Hacker Newsnew | comments | show | ask | jobs | submit login

DDG is using dynamic language like Perl[1] to achieve high-scalability which is slowest of all languages. This proves languages don't matter much, its all about architecture.

I guess its time to stop worrying about performance of your programming language & start building better high-salable architectures.

[1] Slowest of all languages http://benchmarksgame.alioth.debian.org/u32/which-programs-a...

Those benchmarks are extremely suspicious. I remember comparing Perl and Python for bioinformatic work (non-trivial computational workloads), and finding that Perl was about 2x the speed of Python, on average.

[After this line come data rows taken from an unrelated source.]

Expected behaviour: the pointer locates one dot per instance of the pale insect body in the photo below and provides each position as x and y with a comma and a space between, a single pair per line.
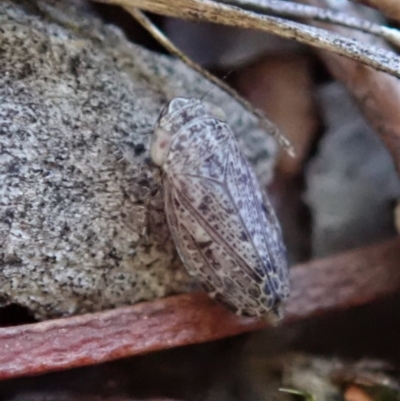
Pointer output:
224, 228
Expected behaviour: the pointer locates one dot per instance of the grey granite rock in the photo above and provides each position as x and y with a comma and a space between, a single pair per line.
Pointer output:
351, 182
82, 225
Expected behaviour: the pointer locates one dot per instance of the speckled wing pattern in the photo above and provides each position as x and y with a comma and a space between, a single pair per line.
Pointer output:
227, 235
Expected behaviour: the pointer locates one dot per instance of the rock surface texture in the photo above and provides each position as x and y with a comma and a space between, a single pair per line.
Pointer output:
82, 225
352, 183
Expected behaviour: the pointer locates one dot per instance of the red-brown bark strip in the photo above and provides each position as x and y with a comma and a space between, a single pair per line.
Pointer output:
346, 280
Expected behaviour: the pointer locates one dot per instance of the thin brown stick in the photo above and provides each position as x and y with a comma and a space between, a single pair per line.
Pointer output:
271, 128
390, 8
377, 94
335, 283
304, 11
211, 11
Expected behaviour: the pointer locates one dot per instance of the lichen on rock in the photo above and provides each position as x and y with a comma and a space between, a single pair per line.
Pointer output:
82, 226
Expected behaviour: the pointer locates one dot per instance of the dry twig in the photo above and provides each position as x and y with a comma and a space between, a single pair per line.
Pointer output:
391, 8
211, 11
377, 94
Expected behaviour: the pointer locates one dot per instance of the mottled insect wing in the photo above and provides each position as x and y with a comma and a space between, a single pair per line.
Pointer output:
226, 235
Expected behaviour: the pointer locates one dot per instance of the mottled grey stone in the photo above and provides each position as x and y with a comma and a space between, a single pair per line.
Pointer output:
351, 182
82, 226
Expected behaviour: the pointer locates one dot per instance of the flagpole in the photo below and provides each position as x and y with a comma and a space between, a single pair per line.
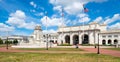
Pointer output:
46, 33
83, 25
62, 25
84, 11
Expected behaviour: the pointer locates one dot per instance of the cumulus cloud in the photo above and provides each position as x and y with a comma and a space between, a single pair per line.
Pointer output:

Later, I did similar, non-trivial benchmarks with Python and Ruby, and found a similar, 2x factor. Ruby has improved since then, but unless Perl has become dramatically slower in the same interval, I suspect that these benchmarks are either trivial (i.e. simple loops), or badly written.


>> ... extremely suspicious ... I suspect ...<<

Please - less FUD and more looking at program source code (which is 2 clicks from the URL you were given).


If you want to debug the metrics they're using, you're more than welcome to do it. I've got plenty of direct experience to question the results shown by a random webpage on the internet, and not much incentive to figure out why this particular set of benchmarks looks wrong.

A quick inspection of the tests suggests a high enough bogon count that it already begins to confirm my suspicions: there's a "fasta-redux" test for Perl which dramatically outperforms the "fasta" test that's implemented cross-language. Also, many of these tests are written in least-common-denominator style, which doesn't reflect the way the languages are actually used.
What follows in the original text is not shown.